Production is a 24-hour cycle, particularly if using in-country translators, and tends to be more relevant and provide a richer localization experience. This means that data needs to be accessible to all partners at all times. XLOC became a web-based tool that allowed logins for verified users, accessing the latest data and running updates on their parts, keeping the localization process in-step with main-sku development.
As much as people want function, they also want automation. We had to incorporate API functionality to truly integrate with the developer’s process, and we have continued to grow our functionality as interact with developers and witness the processes that are used extensively. However, we do request that our users understand the functions of XLOC manually before completely diving in for full automation. Production is far from an exact science and we want people to understand how to troubleshoot using the full extent of the XLOC features.
Our biggest competitors are teams that create their own internal tools and we totally get it. Internal teams know exactly what they need, what information is relevant, how to incorporate into the build process and who should access it. Adopting an external process has risks in this scenario because it might not have the exact specifications a development team deems relevant. In some ways, I agree, and that works for one project, and maybe a sequel. The risk lies in the support. Production is a system of change and change is constant. Unless a team is available to continue to support these internal tools, they end up becoming stagnant. We have talked to many people throughout the years who effectively recreated the wheel only to come to us because their teams were dismantled and their tool was no longer supported.
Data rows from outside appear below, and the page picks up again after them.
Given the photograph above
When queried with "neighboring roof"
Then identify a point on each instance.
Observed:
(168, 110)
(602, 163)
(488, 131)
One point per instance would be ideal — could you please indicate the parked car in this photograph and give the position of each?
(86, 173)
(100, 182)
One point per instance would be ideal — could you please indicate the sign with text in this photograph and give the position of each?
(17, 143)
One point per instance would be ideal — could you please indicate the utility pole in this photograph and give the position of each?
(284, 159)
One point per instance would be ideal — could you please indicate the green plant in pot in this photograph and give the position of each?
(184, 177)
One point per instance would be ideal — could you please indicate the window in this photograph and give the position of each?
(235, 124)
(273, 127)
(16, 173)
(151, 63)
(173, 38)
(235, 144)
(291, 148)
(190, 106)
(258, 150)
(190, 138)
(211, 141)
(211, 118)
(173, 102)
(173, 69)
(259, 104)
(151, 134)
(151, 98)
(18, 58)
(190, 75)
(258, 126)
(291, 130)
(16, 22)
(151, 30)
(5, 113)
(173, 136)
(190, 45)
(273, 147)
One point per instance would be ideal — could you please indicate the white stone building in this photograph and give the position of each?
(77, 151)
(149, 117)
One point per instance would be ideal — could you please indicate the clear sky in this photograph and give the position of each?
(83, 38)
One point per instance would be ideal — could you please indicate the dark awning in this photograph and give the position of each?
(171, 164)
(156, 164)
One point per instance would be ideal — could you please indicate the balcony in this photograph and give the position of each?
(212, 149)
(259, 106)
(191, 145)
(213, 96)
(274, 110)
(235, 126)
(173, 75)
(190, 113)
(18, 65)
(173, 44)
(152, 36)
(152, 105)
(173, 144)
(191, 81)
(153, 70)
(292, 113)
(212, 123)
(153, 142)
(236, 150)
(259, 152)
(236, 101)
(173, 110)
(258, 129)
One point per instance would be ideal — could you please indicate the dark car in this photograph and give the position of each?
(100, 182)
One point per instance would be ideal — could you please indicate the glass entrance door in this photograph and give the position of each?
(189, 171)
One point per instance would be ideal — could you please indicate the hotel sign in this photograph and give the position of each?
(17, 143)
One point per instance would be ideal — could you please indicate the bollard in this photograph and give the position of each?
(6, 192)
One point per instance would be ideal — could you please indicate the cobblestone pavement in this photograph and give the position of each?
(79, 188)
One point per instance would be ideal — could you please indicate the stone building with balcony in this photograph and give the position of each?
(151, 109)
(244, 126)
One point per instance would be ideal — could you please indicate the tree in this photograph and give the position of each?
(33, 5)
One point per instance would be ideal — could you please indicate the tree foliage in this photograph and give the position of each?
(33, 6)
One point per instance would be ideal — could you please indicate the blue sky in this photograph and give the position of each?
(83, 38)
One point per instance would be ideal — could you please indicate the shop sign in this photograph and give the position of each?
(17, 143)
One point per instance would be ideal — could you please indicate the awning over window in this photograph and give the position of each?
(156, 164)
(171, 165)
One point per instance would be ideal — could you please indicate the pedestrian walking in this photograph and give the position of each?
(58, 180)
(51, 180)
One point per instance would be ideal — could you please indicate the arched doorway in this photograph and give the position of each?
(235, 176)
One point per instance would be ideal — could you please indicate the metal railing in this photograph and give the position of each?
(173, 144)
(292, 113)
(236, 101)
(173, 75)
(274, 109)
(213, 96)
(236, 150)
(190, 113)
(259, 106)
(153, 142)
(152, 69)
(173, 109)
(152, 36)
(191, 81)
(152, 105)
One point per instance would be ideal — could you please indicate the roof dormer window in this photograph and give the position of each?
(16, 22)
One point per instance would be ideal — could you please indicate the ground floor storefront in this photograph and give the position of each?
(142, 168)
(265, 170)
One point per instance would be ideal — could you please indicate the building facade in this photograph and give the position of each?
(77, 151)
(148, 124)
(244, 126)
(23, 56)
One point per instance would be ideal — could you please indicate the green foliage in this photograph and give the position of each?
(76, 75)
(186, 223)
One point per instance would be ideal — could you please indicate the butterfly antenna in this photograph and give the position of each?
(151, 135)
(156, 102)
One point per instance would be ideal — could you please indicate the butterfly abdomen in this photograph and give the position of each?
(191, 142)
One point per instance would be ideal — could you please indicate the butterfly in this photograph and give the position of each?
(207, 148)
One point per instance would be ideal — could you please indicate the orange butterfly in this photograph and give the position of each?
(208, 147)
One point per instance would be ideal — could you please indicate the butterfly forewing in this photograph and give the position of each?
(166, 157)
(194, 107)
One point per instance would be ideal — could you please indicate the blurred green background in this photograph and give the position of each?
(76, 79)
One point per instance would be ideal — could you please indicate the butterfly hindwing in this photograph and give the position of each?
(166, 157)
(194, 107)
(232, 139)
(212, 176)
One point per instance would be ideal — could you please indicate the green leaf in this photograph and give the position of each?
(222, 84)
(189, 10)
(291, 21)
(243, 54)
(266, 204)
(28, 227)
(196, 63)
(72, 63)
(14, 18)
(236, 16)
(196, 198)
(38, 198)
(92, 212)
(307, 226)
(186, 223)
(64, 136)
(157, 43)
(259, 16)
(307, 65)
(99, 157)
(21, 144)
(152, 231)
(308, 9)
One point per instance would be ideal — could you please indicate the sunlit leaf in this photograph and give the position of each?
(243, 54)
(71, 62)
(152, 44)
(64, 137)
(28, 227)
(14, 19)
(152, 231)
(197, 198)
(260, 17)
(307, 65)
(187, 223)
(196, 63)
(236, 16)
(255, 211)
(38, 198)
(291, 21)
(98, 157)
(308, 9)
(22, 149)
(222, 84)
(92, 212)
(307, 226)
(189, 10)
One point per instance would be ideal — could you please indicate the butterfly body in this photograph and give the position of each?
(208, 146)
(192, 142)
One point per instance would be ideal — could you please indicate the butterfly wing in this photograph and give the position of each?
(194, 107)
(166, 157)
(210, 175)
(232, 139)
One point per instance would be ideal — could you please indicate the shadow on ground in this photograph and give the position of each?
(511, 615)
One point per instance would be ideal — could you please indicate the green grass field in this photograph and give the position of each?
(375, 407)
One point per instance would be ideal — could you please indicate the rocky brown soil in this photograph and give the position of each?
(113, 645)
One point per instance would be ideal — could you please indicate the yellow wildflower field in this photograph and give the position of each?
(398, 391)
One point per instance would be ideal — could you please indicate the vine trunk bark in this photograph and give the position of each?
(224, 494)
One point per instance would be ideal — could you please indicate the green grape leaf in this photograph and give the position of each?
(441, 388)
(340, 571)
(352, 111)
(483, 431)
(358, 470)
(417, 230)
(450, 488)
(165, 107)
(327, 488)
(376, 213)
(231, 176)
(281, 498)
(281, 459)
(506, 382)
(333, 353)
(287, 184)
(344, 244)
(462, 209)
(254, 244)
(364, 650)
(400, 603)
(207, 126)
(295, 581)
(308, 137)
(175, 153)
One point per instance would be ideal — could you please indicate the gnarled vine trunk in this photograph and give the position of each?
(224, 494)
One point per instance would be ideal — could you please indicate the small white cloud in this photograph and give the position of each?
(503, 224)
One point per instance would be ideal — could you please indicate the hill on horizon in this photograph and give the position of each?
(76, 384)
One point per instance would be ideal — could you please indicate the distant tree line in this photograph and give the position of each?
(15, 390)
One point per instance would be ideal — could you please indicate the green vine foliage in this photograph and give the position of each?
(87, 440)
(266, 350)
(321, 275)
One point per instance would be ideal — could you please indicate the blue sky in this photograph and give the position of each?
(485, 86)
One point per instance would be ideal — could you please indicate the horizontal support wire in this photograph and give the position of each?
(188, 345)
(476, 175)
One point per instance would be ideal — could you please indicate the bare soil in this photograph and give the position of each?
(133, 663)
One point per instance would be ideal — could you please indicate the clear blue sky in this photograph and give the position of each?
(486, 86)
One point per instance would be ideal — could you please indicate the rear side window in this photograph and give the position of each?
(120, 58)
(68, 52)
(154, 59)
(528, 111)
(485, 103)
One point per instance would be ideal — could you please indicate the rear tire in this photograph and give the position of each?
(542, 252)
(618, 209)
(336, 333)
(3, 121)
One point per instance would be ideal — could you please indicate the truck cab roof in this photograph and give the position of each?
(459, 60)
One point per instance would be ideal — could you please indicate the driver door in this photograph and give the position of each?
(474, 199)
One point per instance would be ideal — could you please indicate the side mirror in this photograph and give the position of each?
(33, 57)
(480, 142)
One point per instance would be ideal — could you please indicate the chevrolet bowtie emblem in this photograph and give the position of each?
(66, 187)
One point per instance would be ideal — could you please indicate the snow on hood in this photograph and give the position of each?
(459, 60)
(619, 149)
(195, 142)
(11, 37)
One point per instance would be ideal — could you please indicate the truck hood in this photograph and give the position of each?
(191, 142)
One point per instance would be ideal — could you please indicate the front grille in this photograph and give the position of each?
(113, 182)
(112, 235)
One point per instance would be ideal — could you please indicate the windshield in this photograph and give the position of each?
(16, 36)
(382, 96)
Smaller teams, too, face limited resources in tool creation and support. We provide both support for our clients and development for continued features. As fragmented as development seems, and with thousands of developers worldwide, we are in a prime position to see trends and features that can benefit the greater whole of the localization process. Working with hundreds of clients for decades allows greater visibility into growth and potential for our global industry.
Localization has come a long way! Nowadays, the global market accounts for 30-50% of a games’ revenue. Simultaneous development is a given, with important factors being which territories to include for sim-release. Publishing executives continue to acknowledge the significance of our global market and there is a huge subset industry to manage the entire process. XLOC and others have been privileged to speak to the future generations of game developers at university level, educating them on the exciting advances, as well as stressing the global importance of this worldwide industry. It’s a great day knowing that localization is no longer relegated to the lowly production personnel as a forgotten task, yet we still have much work and evangelizing to do across the globe!